梁总——就是宋薇上面那个副总——不知道从哪听到了风声,知道活动方案改了,而且场地定金可能打水漂。他直接一个电话打到了我们公司总经理那里,语气很不客气。
总经理姓孙,五十来岁,平时基本不在公司,偶尔来开个会,对下面的情况了解全靠赵文斌这种中层汇报。孙总接到电话之后,当天下午就把赵文斌叫进了办公室。

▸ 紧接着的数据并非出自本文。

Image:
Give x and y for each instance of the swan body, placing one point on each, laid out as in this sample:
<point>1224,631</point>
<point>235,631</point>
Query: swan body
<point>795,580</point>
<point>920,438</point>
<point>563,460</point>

我在工位上,听见赵文斌从孙总办公室出来的时候,脚步声比平时重。
第二天上午,HR小周来找我。
"陈哥,赵总让我跟你说,那个锦和项目的执行你先交接一下,暂时由他亲自带。"
我愣了一下:"什么意思?"
小周压低声音:"我也不太清楚,赵总就说……说你最近状态不太好,项目关键期,怕出岔子。"
我心里"咯噔"一下。
"谁说我状态不好?"
"这……"小周为难地看了看我,"陈哥,你别为难我。"
我沉默了大概十秒,然后说:"好,我配合。"
交接花了三天。我把所有文档、进度表、供应商联系方式、宋薇的沟通记录,全部整理成了一份四十多页的交接文档,逐条跟赵文斌过了一遍。他翻着文档,偶尔"嗯"一声,表情淡淡的。
交接完的当天下午,我在茶水间碰见了策划组的小林。小林是我小组里的,二十四岁,进来刚满一年,脑子活,执行力也强。

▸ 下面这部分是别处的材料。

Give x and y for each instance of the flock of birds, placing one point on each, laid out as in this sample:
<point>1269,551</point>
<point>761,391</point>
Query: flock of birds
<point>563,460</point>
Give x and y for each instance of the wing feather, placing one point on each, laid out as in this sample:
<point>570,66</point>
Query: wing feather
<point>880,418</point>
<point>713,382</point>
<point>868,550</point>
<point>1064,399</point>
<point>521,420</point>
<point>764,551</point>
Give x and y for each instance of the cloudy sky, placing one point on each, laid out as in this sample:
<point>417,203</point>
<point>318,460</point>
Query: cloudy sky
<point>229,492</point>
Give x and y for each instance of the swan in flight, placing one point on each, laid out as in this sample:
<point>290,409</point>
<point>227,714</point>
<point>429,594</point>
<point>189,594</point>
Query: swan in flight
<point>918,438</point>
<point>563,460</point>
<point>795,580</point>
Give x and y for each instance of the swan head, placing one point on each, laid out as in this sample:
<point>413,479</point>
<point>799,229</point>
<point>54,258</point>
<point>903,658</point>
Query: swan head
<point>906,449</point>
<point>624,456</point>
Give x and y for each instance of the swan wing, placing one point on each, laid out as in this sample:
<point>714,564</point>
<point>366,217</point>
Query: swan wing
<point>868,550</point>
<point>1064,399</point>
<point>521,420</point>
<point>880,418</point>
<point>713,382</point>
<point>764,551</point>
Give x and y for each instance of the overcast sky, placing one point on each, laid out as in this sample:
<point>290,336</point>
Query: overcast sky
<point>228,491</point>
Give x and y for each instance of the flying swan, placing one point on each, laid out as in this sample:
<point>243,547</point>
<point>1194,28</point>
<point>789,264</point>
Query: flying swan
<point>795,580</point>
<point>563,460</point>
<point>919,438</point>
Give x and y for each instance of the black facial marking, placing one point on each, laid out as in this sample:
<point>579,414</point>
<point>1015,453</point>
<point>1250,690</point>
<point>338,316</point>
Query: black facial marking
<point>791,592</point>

"陈哥,"她凑过来,声音压得极低,"我听说赵总跟孙总那边说的是,锦和那个方案前期方向跑偏了,是你坚持不改,后来执行又出问题,是他力挽狂澜才兜住的。"
我端着水杯,手停了一下。
"他还说了什么?"
小林咬了咬嘴唇:"说……说你不服管理,好几次在客户面前越级沟通,给公司造成被动。"
我"哦"了一声,喝了一口水。
水有点烫,但我没吐出来。
不是因为能忍。是因为那一刻我突然觉得特别荒谬——不是愤怒,是荒谬。就像你辛辛苦苦搭了一座桥,有人走过去之后回头跟别人说,桥是他建的,而你只是个在旁边递砖头的。

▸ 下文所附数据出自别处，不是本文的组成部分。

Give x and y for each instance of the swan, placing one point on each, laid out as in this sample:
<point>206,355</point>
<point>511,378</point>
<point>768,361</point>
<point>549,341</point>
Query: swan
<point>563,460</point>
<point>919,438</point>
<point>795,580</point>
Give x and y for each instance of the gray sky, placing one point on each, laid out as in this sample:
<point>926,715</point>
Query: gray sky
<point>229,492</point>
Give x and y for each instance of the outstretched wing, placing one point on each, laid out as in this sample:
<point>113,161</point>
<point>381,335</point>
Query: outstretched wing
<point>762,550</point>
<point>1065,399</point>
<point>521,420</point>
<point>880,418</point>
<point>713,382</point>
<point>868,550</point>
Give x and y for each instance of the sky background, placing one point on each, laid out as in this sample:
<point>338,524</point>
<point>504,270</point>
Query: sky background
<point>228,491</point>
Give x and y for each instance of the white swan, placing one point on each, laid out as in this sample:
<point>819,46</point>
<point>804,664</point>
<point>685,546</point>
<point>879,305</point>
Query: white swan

更荒谬的是,你递砖头的记录全在,但他知道,看那些记录的人不会去翻。
因为翻记录需要时间,而"听汇报"只需要一句话。
四
我以为事情到这就算完了。项目被拿走了,我回到普通策划岗,做做日常的客户维护,写写常规方案,虽然憋屈,但至少还在公司待着。
真正让我走人的,是八月初的那件事。
八月三号,公司接了一个新客户——一家叫"初见"的连锁茶饮品牌,要做小红书矩阵的代运营。这个案子不大,但客户预算给得足,而且品牌调性年轻,做出来容易出彩。赵文斌把这个案子分给了我,大概是因为我之前做茶饮类客户有过不错的案例。
我花了五天,拿出了完整的运营方案。八月八号,客户来公司看方案。
来的人里,除了初见品牌方的两个负责人,还有一个我没见过的年轻女人。
她大概二十七八岁,穿一件很普通的白色衬衫和黑色直筒裤,头发扎成低马尾,脸上几乎没化妆,背一个看起来就很贵的托特包。她坐在会议桌最末端,全程没怎么说话,偶尔低头记笔记。
方案讲完之后,初见的品牌总监提了几个问题,我都一一回答了。最后,那个年轻女人忽然开口了。
"陈先生,你们的方案里提到要做'素人探店+KOC种草'的组合,预算分配是内容制作占六成,投放占四成。这个比例的依据是什么?"
她的声音不高,语速也不快,但问题问得很刁钻。
我想了两秒,说:"初见目前的品牌阶段,内容质量是核心。你们的茶饮产品本身有辨识度,但品牌故事讲得不够。所以前期我们建议把更多预算放在内容制作上,先做出有传播力的素材,再精准投放。等素材库跑通了,后续投放的ROI会更高,那时候再调整比例。"
她点了点头,没再追问。
会后初见的品牌总监跟赵文斌握手,说"方案不错,我们内部再讨论一下"。赵文斌笑得脸上开花,转头跟我说:"小陈,你这次做得可以。"
我客气地笑了笑。
当天晚上,我在公司加班改另一个案子,快九点的时候,赵文斌忽然从办公室出来,走到我工位旁边。
"小陈,今天那个初见的会,你注意到最后坐那个姑娘了吗?"
"看到了。"
"她姓林,叫林知意。"赵文斌拖了把椅子坐下来,压低声音,"恒远集团的千金。"
我手上的鼠标停了一下。
恒远集团——就是我们这家公司的母公司。老板姓林,据说就一个女儿,一直在国外读书,去年才回来,据说在集团总部做战略投资方向的事。我之前听过一些传闻,但从来没见过真人。
"她今天来是……"
"视察。"赵文斌说,"集团那边最近在梳理子公司的业务线,初见这个案子虽然不大,但属于新媒体运营板块,她可能想看看我们这边的实际产出能力。"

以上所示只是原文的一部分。